Sara Williams
Multimodal Learning for the 21st Century Adolescent
It's funny how much easier it is for me to read this book today than it was the first day. When you really immerse yourself in one text, it's as if you begin to "speak the language" of a particular author and fluency skyrockets. I can also attribute my focus to the context - we've been talking teaching and strategy for four days now, so I'm in the zone with it. I didn't find my mind wandering as much, and I didn't have to work as hard to recall, summarize, and process. This is a great takeaway for teaching. When you plunk kids in the middle of a reading, you shouldn't expect them to digest it perfectly and be able to critique and discuss the reading as thoughtfully as they could. Building context through activating and providing knowledge is the key, as we discussed yesterday.

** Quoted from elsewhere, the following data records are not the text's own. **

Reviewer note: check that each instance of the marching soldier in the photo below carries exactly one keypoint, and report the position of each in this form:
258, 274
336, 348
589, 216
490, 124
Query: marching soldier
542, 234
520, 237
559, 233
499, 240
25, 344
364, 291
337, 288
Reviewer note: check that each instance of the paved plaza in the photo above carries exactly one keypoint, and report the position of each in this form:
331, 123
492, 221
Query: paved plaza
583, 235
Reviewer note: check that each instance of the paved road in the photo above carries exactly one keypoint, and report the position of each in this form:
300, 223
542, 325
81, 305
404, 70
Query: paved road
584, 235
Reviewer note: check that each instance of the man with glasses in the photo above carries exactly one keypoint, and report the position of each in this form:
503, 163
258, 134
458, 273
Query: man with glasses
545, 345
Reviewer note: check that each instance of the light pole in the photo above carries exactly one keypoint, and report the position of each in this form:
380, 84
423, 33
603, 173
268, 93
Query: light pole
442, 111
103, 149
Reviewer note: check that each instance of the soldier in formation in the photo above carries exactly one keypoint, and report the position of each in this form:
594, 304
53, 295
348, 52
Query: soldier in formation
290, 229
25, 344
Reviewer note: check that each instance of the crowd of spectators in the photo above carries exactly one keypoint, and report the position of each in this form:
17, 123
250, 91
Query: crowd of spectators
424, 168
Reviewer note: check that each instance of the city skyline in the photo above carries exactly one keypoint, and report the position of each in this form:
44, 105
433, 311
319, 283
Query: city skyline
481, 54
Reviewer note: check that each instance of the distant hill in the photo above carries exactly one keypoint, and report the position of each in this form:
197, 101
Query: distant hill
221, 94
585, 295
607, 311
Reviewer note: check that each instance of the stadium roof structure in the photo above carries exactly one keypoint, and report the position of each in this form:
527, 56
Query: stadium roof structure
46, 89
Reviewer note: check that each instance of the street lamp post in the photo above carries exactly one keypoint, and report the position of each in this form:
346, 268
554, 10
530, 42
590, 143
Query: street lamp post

Today we finished the book up and had a really thoughtful discussion using the 4 A's protocol again. This time, we were supposed to consider the book as a whole. I noted that the author's ASSUMPTION seemed to be that readers need to be convinced of the worth of providing multiple modes of learning and assessment, when he's really preaching to the converted. I would have liked to have seen more concrete examples.
I AGREE with his assertion that "curriculum decisions will start to shift toward an emphasis on problem solving abilities and away from recalling facts for high stakes assessments." As my group member Katie noted, we're headed in that direction, but we're not there yet. What do we do in the meantime? We can build all the creative, multimodal assessments we want into our curriculum, but if ACT, GRE, CSAP, LSAT, PLACE, etc. don't change, are we really preparing students? It seems like the assessments should change now - "backwards planning" and "beginning with the end in mind" and all...
I ARGUE that the few concrete activities and techniques he outlines would elicit the type of learning and engagement he advocates. (Wordle is cool, but I don't think it would create a "classroom so engaging that students experience flow in their work, where time passes unnoticed.") He is spot on with his theory, but his practice seems to be a beat or two behind the times. Another example is how he cites Facebook and YouTube as hot and new tech. These are ubiquitous. My 66-year-old mother is on Facebook. What else do you have, Bean? (As a side note, I don't have the answers either. That's what I was hoping the book would provide.)
I ASPIRE to have the type of ideal classroom Bean describes - where daily work is presented in multiple forms, the focus is on creative problem-solving across content areas, my students are engaged and in the "flow" in both individual and collaborative activities, etc. I'm all in!
My overall takeaway from the book is this: there are 4 learning conditions for creative inquiry and problem solving in a multimodal space that I need to foster as a teacher. One, students need free time to process and inquire. Two, students and teachers need to have a tolerance for ambiguity. This is a biggie. There might not be an answer to the question I'm posing, or there might be multiple answers and no way for us to determine which is "right." Three, content knowledge is still critical, or as Bean states, "the primacy of discipline-based knowledge." I took this to mean that without a solid understanding of the task at hand, all of the cool tech won't mean a thing. (Duh.) And four, an opportunity for multimodal representation to engage all students and their abilities.